Less medically, what I’m saying is that these thoughts–that I need to lose weight in order to be attractive, that my body as it is is disgusting or wrong–are a form of self-hatred.
And there is another layer to this story, one that seems riskier in some ways to tell. I want to be clear here that I’m speaking only of my one body, my own truth, and not trying to speak about anyone else’s body.
Here’s a quick timeline: in the years, following my remembering of my father’s abuse, I gained a lot of weight. This also coincided with experiencing economic scarcity and precariousness and a huge amount of stress. (I am starting to understand more and more how I haven’t thought of myself as a “poor person” and how much this is tied in with typical American patterns around class consciousness, or really lack thereof, and how many economically marginalized people experience significant weight gain–there’s a whole ‘nother blog post there and maybe I will write it soon.) And I remember this moment when I was eating and eating–probably what could be classified as binge eating–and I felt out of control, in a frenzy of shame and self-hatred, a vicious spiral where I hated myself for being out of control, and I found myself thinking, “I want to be fat, I want to be the fattest person in the world.”
Reflecting on that, and on other patterns and dynamics, I came to understand–and I want to be clear here again that I am speaking only for myself, about myself–that my size was a kind of shield, a bulwark against the potential desires of men, which scared me so much, particularly when I was in the throes of trauma. I came to understand this, and I worked on transforming it, and it seemed like this worked.
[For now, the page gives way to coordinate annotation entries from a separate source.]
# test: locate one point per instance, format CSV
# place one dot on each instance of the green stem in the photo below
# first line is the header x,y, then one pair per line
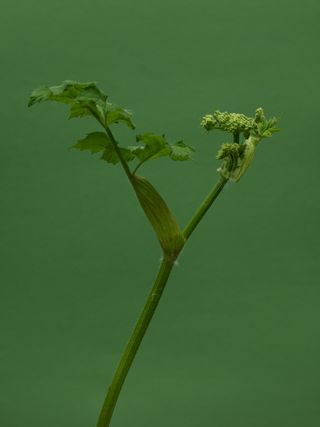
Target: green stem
x,y
134,342
205,205
148,311
236,137
117,150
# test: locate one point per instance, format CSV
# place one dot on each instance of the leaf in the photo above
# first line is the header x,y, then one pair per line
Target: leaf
x,y
93,142
85,99
181,151
117,114
68,92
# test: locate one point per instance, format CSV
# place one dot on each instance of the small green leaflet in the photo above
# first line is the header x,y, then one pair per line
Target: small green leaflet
x,y
155,146
96,142
68,92
117,114
84,99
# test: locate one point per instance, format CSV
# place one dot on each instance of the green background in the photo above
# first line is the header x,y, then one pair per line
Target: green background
x,y
235,340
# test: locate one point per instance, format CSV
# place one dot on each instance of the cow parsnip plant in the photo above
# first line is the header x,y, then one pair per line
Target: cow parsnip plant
x,y
245,133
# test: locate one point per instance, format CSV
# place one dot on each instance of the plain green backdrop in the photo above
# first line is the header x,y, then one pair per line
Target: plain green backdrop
x,y
235,340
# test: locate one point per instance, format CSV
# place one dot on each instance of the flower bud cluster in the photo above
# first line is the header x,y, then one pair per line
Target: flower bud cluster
x,y
229,122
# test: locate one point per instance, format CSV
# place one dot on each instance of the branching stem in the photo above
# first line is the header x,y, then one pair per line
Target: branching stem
x,y
148,311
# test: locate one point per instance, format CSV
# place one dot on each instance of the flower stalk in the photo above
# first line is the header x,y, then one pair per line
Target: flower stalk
x,y
86,99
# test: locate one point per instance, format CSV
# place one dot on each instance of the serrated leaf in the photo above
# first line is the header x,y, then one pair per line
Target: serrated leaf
x,y
93,142
117,114
68,92
181,151
154,146
85,99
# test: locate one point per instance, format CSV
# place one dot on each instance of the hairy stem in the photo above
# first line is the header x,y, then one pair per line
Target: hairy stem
x,y
203,208
117,150
148,312
134,343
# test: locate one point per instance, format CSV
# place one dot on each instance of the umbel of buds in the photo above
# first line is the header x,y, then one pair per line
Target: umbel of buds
x,y
238,155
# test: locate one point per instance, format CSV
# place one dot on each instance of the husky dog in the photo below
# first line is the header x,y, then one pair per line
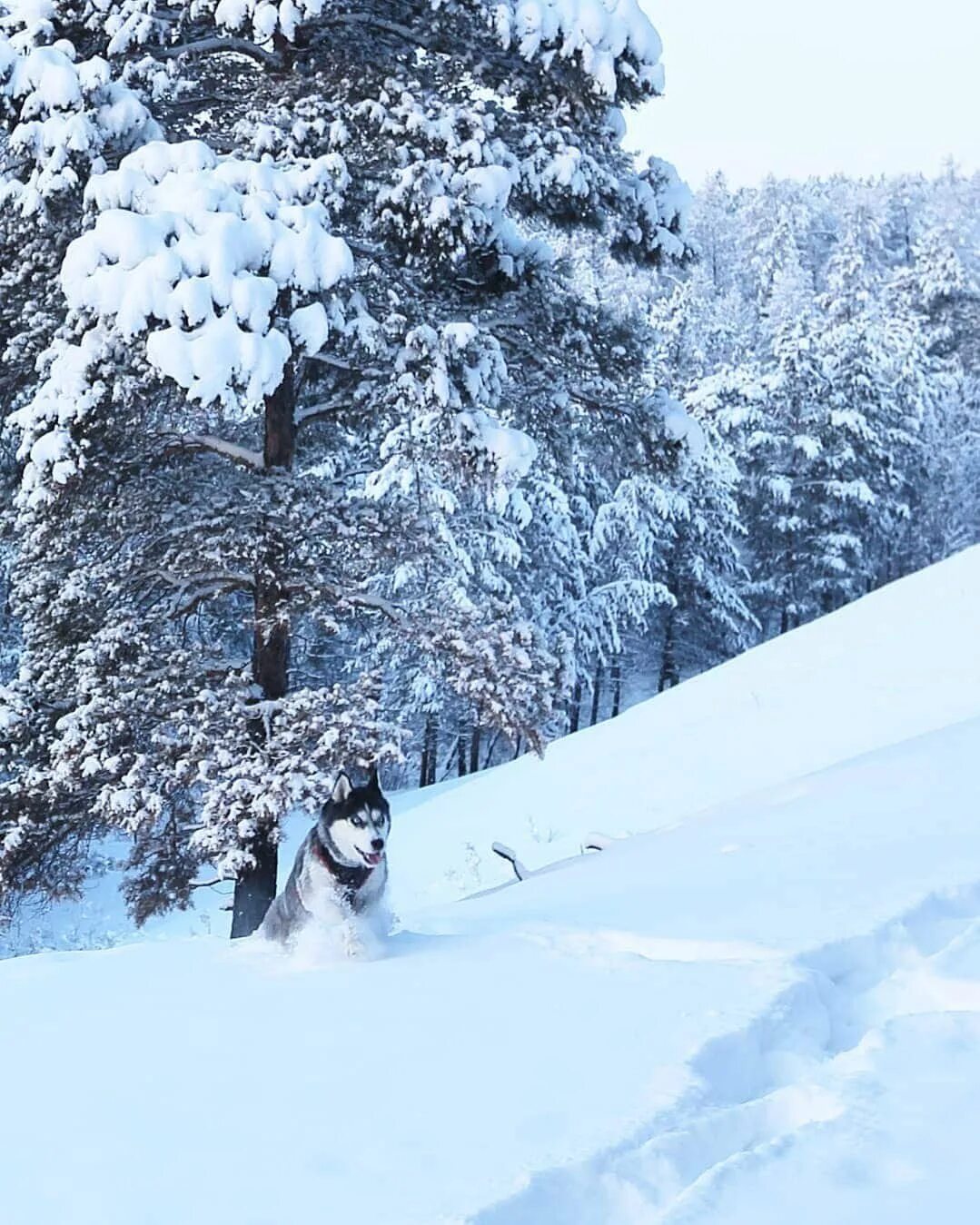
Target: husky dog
x,y
341,869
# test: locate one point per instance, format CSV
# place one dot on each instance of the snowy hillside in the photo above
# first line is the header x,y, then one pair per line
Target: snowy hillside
x,y
765,1006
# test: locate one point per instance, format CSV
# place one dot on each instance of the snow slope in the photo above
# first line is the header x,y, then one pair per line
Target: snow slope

I lost a lot of weight, until I was the same size I had been in high school or even a bit smaller, and felt a lot more comfortable sharing erotic space with people and felt empowered and healed and transformed. It felt like I was letting go of shields on multiple levels.
And then I moved into an intentional community where I felt triggered most of the time for eight months and then at the climax and conclusion to that unsafe home had a re-traumatizing conflict and I fell back into that maelstrom of stress and upheaval and I gained a good chunk of the weight back.
This morning, I was thinking about some of this and checking in with myself and there was this small, scared part of me that didn’t want to lose weight because I didn’t want to get more erotic attention, because “I don’t want men to be attracted to me.”
There are multiple things that seem true about all of this to me, in this moment. First, as a shield, it’s not working–men are attracted to me and flirt with me and desire me. As a foundation, I want to affirm that bodies of all shapes and sizes are beautiful and sexy. So much of this pain and disapproval is actually about my scarred relationship with physicality, with this body that felt/feels like a place of imprisonment and torment–I want to reclaim my sacred birthright of pleasure, to fully embody my flesh, whatever size or form she takes, to feel the safety and strength of myself coating my skin. I know that it is toxic and self-defeating to focus on losing weight and I also want, in a journey focused on other things, to be open to that shift happening again, to shedding skin and lowering shields however that needs to happen. But my focus will be on gaining strength and stamina and flexibility, on befriending my muscles and bones and skin, on experiencing the deep flows of pleasure and pain that move through my body, wild and free and flawless as ocean waves, on letting my body be a temple of holy lust, a place of sweet and spicy joy, dancing, thrumming with power and sex and love.